Connecting to a WiFi network
- After bootup, you have to enter the following commands:
- activating the wlan0 interface
# ifconfig wlan0 up
- Enter the SSID and the WPA Key
# wpa_passphrase "YOUR SSID" your-wpa-key > wpa_supplicant.conf
- Defining the settings
# wpa_supplicant -B -Dnl8011 -iwlan0 -cwpa_supplicant.conf
- After that you should get the message "successfully initialized wpa_supplicant"
- Requesting an IP-Address from the DHCP-Server
# udhcpc -i wlan0
- Checking your IP Address
# ifconfig
Connecting to a Bluetooth Device
- In this example you can see how to connect a bluetooth headset to the Avenger96 and play a song over it.

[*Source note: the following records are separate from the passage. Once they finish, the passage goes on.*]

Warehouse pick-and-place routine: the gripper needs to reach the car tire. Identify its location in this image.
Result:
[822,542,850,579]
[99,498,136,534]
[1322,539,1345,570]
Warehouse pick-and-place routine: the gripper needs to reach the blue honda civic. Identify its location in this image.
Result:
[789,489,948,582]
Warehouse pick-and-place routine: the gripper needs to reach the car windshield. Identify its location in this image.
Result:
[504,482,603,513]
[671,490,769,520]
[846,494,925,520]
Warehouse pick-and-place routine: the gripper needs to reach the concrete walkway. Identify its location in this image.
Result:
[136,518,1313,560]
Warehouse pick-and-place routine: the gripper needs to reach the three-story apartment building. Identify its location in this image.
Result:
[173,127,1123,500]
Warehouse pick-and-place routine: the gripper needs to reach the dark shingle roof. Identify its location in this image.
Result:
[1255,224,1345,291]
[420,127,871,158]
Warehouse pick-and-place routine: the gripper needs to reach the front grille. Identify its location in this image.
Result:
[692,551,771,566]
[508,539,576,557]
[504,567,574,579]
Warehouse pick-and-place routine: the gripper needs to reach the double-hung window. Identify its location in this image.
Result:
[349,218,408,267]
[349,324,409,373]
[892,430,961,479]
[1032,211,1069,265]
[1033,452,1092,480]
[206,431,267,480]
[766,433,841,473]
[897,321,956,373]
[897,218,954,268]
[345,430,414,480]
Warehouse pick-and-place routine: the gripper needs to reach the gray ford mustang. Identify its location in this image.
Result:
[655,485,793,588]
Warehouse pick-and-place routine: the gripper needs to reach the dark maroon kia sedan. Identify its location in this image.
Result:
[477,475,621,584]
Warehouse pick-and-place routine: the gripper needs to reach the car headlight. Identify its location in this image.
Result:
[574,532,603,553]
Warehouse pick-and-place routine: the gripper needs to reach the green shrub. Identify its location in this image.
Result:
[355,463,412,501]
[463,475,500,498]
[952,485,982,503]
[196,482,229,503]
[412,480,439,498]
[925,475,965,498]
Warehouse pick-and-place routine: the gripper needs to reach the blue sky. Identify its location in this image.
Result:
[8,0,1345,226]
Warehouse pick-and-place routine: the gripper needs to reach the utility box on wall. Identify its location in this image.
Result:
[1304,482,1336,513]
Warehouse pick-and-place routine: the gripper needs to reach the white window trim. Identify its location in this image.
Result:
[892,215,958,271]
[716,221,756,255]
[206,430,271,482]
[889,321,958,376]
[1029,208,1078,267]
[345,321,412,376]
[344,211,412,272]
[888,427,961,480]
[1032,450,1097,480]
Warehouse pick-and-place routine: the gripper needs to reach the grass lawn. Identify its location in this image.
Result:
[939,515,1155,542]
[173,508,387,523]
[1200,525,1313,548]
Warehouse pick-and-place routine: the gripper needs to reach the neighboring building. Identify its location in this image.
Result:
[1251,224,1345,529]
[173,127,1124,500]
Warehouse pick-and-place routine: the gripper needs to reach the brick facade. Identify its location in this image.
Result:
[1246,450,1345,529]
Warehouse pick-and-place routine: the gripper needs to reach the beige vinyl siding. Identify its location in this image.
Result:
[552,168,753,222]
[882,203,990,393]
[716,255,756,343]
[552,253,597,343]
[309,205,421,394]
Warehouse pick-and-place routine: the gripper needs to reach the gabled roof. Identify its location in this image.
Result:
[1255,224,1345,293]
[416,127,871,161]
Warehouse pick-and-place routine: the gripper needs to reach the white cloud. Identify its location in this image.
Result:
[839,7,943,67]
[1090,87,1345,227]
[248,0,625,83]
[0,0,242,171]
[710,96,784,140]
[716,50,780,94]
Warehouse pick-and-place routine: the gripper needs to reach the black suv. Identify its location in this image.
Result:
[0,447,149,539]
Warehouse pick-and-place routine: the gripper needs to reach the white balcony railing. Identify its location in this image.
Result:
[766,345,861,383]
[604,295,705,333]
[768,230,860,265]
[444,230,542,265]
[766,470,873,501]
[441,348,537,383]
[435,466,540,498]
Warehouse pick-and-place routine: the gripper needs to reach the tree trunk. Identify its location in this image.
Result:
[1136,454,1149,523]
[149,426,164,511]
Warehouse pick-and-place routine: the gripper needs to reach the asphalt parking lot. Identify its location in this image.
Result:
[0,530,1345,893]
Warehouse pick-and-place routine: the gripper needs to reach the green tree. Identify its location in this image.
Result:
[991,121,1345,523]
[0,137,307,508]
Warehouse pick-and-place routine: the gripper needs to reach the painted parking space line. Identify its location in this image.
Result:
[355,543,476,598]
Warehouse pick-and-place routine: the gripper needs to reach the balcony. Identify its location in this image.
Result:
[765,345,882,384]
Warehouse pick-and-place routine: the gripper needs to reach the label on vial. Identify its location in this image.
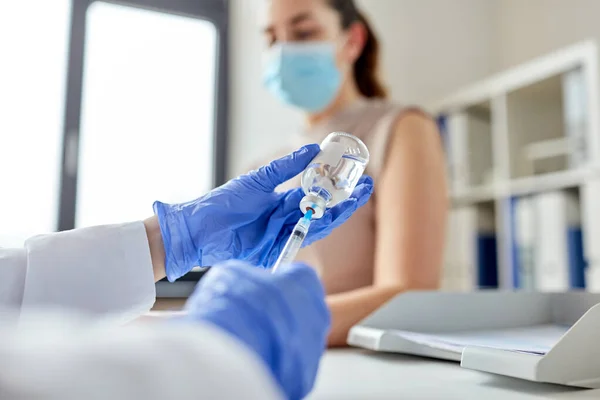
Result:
[313,142,346,166]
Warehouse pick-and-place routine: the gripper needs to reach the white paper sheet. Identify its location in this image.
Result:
[388,325,570,355]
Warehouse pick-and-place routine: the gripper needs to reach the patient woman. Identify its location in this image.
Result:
[261,0,447,346]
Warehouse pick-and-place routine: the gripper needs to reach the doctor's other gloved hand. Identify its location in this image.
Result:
[154,144,373,282]
[183,261,330,400]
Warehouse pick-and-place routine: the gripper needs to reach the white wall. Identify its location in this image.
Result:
[495,0,600,70]
[229,0,494,176]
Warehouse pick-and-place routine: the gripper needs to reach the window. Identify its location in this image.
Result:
[0,0,71,247]
[0,0,228,247]
[76,2,217,227]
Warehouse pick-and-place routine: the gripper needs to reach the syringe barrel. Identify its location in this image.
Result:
[272,217,310,273]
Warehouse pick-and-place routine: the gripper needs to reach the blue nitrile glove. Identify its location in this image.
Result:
[183,261,330,400]
[154,144,373,282]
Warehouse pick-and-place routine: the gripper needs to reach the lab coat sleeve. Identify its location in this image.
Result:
[0,222,156,322]
[0,312,283,400]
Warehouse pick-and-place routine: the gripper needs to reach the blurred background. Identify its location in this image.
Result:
[0,0,600,289]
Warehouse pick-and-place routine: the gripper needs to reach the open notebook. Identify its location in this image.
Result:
[386,324,569,355]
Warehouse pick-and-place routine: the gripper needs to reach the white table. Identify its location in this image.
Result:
[309,349,600,400]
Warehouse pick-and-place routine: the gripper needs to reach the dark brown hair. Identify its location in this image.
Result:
[327,0,387,98]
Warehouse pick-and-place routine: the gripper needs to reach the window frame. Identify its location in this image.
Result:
[57,0,229,290]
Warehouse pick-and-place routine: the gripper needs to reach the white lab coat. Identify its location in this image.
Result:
[0,222,283,400]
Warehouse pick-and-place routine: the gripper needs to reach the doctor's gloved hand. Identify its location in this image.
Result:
[183,261,330,400]
[154,144,373,282]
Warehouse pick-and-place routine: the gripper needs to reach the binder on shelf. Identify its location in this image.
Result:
[580,179,600,292]
[436,114,454,182]
[562,68,588,169]
[446,113,469,194]
[442,207,498,291]
[442,207,477,291]
[511,196,536,290]
[534,191,585,292]
[348,291,600,388]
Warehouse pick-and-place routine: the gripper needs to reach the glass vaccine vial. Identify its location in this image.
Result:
[300,132,369,219]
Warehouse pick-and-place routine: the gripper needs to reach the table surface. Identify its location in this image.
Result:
[308,349,600,400]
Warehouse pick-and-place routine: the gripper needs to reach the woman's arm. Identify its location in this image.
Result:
[327,112,447,346]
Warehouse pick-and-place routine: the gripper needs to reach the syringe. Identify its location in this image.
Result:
[271,208,313,273]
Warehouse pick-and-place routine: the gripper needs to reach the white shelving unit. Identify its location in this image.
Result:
[430,41,600,290]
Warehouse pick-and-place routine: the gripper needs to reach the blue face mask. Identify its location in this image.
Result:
[263,42,342,112]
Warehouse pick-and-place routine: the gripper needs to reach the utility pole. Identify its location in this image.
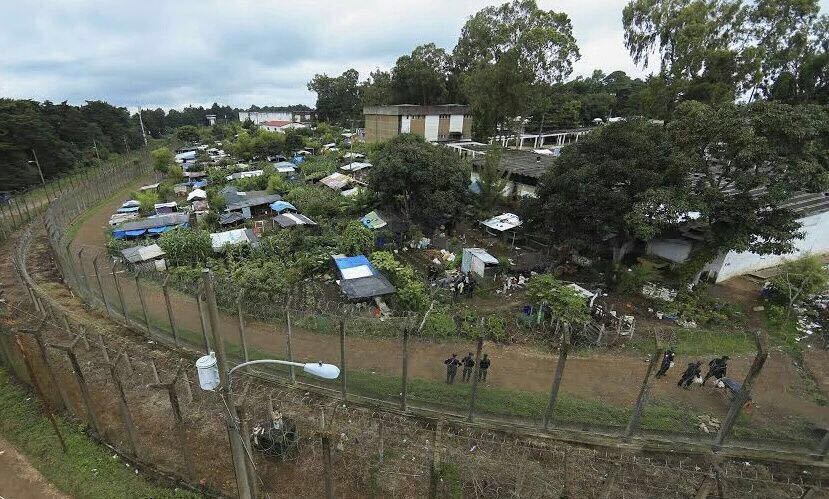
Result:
[138,106,147,146]
[29,149,46,185]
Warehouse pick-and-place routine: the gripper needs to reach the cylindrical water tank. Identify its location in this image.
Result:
[196,352,219,391]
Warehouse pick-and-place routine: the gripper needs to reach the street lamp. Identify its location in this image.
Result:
[196,352,340,391]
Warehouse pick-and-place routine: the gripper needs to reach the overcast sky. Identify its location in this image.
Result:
[0,0,752,108]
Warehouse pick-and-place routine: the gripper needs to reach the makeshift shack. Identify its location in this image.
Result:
[121,244,167,271]
[112,213,190,239]
[273,213,317,229]
[210,229,259,253]
[461,248,498,277]
[332,255,397,300]
[153,201,178,215]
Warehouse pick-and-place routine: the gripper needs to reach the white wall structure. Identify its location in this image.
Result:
[712,211,829,282]
[423,114,440,141]
[449,114,463,133]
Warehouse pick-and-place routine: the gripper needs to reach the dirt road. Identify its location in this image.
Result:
[0,437,69,499]
[66,186,829,432]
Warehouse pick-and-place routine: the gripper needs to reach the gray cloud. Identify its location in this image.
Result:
[0,0,680,108]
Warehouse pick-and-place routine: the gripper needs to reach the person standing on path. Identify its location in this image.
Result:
[656,348,676,378]
[676,360,702,390]
[443,353,460,385]
[478,354,492,381]
[461,352,475,383]
[702,355,730,386]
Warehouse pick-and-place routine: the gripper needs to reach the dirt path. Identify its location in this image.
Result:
[66,186,829,432]
[0,437,69,499]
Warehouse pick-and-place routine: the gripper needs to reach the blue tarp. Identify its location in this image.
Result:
[334,255,377,274]
[270,201,296,213]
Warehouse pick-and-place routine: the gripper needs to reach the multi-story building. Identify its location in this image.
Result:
[363,104,472,142]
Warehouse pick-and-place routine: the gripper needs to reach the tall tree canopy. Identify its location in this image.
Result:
[308,69,361,125]
[368,134,470,229]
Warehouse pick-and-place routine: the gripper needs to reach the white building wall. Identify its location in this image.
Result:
[717,212,829,282]
[423,114,440,141]
[449,114,463,133]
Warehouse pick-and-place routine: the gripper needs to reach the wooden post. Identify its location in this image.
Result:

- For this you have to first store a *.wav audiofile in the home directory (/home/root).
- First start pulsaudio
# pulseaudio --start
- Bring up the Bluetooth Device
# hciconfig hci0 up
- Start the Bluetooth configuration tool
# bluetoothctl
- Now you are controlling the configuration tool. Here you can start the scanning for bluetooth devices
[bluetooth]# scan on
- Once you see the device you like to connect to stop the scanning.
[bluetooth]# scan off
- Now Copy the MAC-address of your bluetooth device and pair to it
[bluetooth]# pair xx:xx:xx:xx:xx:xx
- Next add it to the list of trusted devices
[bluetooth]# trust xx:xx:xx:xx:xx:xx
- Finally connect to it
[bluetooth]# connect xx:xx:xx:xx:xx:xx
- Your Headphone should now be connected to the Avenger96, so you can leave the bluetooth configuration tool
[bluetooth]# exit
- Now you can start playing your audiofile
# aplay audiofile.wav
- When you want to remove your device from the Avenger96, open bluetoothctl again and remove its MAC-address
[bluetooth]# remove xx:xx:xx:xx:xx:xx
Activating the CAN interface
- The Avenger96 has two CAN FD ports which can be accessed from the GPIOs on the Low Speed Expansion Connector:
- FDCAN 1:
- PA12 - TX
- PA11 - RX
- FDCAN 1:
- FDCAN 2:
- PB13 - TX
- PB5 - RX
- FDCAN 2:
- To activate them, you have to add a Device Tree Overlay in the bootloader, like mentioned in the beginning of this page.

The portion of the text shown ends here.